Chairman Stephen Hemsley also announced that he will step down once a replacement is found for the role, which the 62-year-old has held for 11 years. Hemsley has been on the board of Domino’s in different jobs for 21 years, but new guidelines say executives should spend no longer than nine years on a company’s board.
The announcements come as Domino's revealed that sales in the six months to 30 June rose 4.7 per cent to £645.8 million, with pre-tax profits sliding 27 per cent to £30.5m. On the company's preferred measure, adjusted pre-tax profits were down 7.4 per cent to £42.3m.
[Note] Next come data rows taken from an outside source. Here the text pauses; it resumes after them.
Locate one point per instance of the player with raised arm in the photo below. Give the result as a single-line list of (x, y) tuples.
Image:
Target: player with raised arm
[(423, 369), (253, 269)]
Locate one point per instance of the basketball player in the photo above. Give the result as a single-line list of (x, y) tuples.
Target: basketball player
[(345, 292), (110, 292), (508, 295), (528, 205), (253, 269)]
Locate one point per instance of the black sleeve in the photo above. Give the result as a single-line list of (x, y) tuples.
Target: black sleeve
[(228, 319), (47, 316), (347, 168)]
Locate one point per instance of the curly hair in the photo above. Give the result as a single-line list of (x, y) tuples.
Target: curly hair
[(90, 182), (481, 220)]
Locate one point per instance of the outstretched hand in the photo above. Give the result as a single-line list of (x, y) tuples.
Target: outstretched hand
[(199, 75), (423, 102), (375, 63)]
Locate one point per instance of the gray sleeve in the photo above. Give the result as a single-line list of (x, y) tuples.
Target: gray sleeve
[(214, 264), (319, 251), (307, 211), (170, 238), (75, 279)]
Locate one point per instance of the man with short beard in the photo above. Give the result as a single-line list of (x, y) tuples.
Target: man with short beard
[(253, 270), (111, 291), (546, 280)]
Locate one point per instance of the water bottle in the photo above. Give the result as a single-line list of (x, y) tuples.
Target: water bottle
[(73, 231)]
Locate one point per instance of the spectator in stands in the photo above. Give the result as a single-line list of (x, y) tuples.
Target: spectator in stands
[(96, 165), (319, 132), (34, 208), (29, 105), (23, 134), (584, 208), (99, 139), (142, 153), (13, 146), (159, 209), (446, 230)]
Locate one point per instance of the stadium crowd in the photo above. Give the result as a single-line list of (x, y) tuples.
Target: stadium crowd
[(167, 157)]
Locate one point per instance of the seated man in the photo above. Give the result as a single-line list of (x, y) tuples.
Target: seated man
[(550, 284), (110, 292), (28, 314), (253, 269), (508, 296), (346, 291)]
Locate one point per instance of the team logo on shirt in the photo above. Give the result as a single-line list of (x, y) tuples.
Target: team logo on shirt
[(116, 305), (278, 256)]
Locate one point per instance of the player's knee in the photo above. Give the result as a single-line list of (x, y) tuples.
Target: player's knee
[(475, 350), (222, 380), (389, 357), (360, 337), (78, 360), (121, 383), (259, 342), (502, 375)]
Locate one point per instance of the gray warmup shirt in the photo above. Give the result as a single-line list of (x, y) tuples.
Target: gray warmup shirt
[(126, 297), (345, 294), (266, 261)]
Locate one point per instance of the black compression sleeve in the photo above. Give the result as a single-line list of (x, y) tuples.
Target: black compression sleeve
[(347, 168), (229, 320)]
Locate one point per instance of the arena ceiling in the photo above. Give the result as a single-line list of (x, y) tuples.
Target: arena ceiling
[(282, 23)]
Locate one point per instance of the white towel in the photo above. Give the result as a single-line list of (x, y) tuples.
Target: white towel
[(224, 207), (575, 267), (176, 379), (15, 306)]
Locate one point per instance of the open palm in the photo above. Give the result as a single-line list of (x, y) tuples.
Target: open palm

UK like-for-like sales were up 3.9 per cent in the period, although this was a slowdown on the 5.9 per cent rise during the same period a year ago.
And international performance - in Sweden, Norway, Switzerland and Iceland - "remains challenging", bosses said, with operating losses stretching to £6.4m - compared with a £1.8m loss a year ago.
But the ongoing issue with franchisees is expected to concern investors, even with the departure of Wild.
The company said: "Against the backdrop of ongoing discussions with our franchisees, we are seeing franchisees delay opening new stores. This means that we are unable to give guidance on the number of new stores this year, although we continue to expect a materially lower number compared to 2018."
Just seven new stores were opened in the UK during the period. By comparison, 40 new stores opened in the first half of 2017 before the franchise problems arose.
Wild said: "The relationship with our UK and Ireland franchisees is very important to the long-term sustainable growth of the system.
"We are actively involved in detailed discussions and are giving these considerable focus and attention.
"Whilst dialogue is continuing, new store openings are being delayed and some of our working practices are being impacted.
"The situation is complex, and we expect resolution will take some time, likely into 2020. We are committed to working with our franchisees to agree sustainable win-win solutions."
Some franchisees have privately blamed Wild's brash management style for a breakdown in relations, although the company insists co-operation is improving.
Despite the problems, customers were still keen to eat pizzas, with online orders growing to 82 per cent of sales. In the UK, online orders were even higher at 90.7 per cent.
However, bosses revealed that the number of customers using a discount code for their order rose from 88.1 per cent to 89.6 per cent.